Audit Objet Connecté (IoT)
Ce pentest emploi à la fois des techniques de rétro-ingénierie, d’attaques Web et d’attaques systèmes afin d’analyser dans son ensemble la sécurité de l’objet connecté et son écosystème.
L’auditeur, en possession de l’objet à analyser, va par exemple tenter de découvrir des comptes renseignés en dur dans le micrologiciel, va attaquer d’éventuels services réseaux ouverts ou encore exploiter des failles de sécurité dans les interfaces web proposées. Les communications avec un backend pourront être également analysées.
Selon le type de matériel et l’objet de la mission, des attaques physiques (accès à un port console par exemple) ou applicatives (application Android, iOS) peuvent être envisagées.
Dans quels cas choisir le test d’intrusion objet connecté ?
Mesurer la sécurité et l’impact d’un objet connecté dans le réseau de l’entreprise.
S’assurer de la robustesse de l’objet contre la rétro-ingénierie d’un tiers malveillant (concurrents, hackers).
Modalités de la prestation
Une réunion d’initialisation permet d’identifier les besoins et le périmètre de la mission, ainsi que ses éventuelles contraintes.
Un mandat juridique entre les différentes parties est édité afin d’encadrer la prestation d’audit de DSecBypass.

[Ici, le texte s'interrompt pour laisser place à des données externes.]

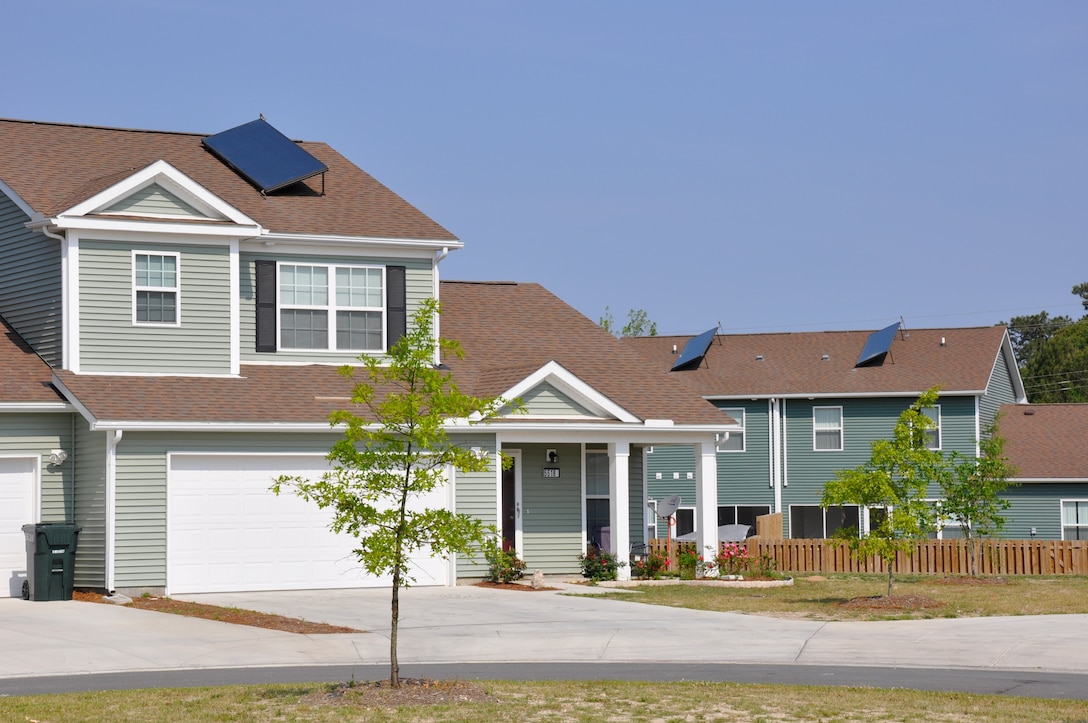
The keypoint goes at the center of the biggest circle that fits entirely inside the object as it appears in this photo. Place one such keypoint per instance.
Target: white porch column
(706, 496)
(619, 511)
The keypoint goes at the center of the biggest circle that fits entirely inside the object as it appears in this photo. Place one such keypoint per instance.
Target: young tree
(897, 480)
(973, 491)
(396, 451)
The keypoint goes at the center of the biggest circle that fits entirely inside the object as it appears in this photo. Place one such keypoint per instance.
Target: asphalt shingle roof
(52, 166)
(1046, 441)
(775, 364)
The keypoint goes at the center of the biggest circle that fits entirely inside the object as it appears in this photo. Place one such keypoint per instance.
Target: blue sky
(768, 165)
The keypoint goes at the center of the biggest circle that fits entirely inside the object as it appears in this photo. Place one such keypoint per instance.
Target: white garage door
(16, 509)
(226, 532)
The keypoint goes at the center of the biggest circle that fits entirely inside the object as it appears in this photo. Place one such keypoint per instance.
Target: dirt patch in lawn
(891, 602)
(233, 615)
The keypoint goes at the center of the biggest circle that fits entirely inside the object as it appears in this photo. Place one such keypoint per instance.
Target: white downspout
(437, 332)
(112, 439)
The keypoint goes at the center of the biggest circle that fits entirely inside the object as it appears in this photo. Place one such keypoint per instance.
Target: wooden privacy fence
(936, 557)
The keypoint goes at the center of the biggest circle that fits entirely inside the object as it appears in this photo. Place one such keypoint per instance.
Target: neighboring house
(175, 319)
(812, 403)
(1048, 444)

Le consultant en charge de la mission est joignable à tout moment pendant son exécution et informe le client en cas de découverte critique.
Résultats du test d’intrusion
Les livrables de la mission comprennent un rapport ainsi que deux restitutions optionnelles.
Le rapport inclut une synthèse des résultats ainsi que le détail des vulnérabilités et préconisations identifiées.
La restitution technique est l’occasion pour le consultant d’exposer sa démarche et ses résultats de manière interactive, et d’échanger avec le client et ses équipes sur le plan d’action. La restitution managériale permet d’adresser un public exécutif.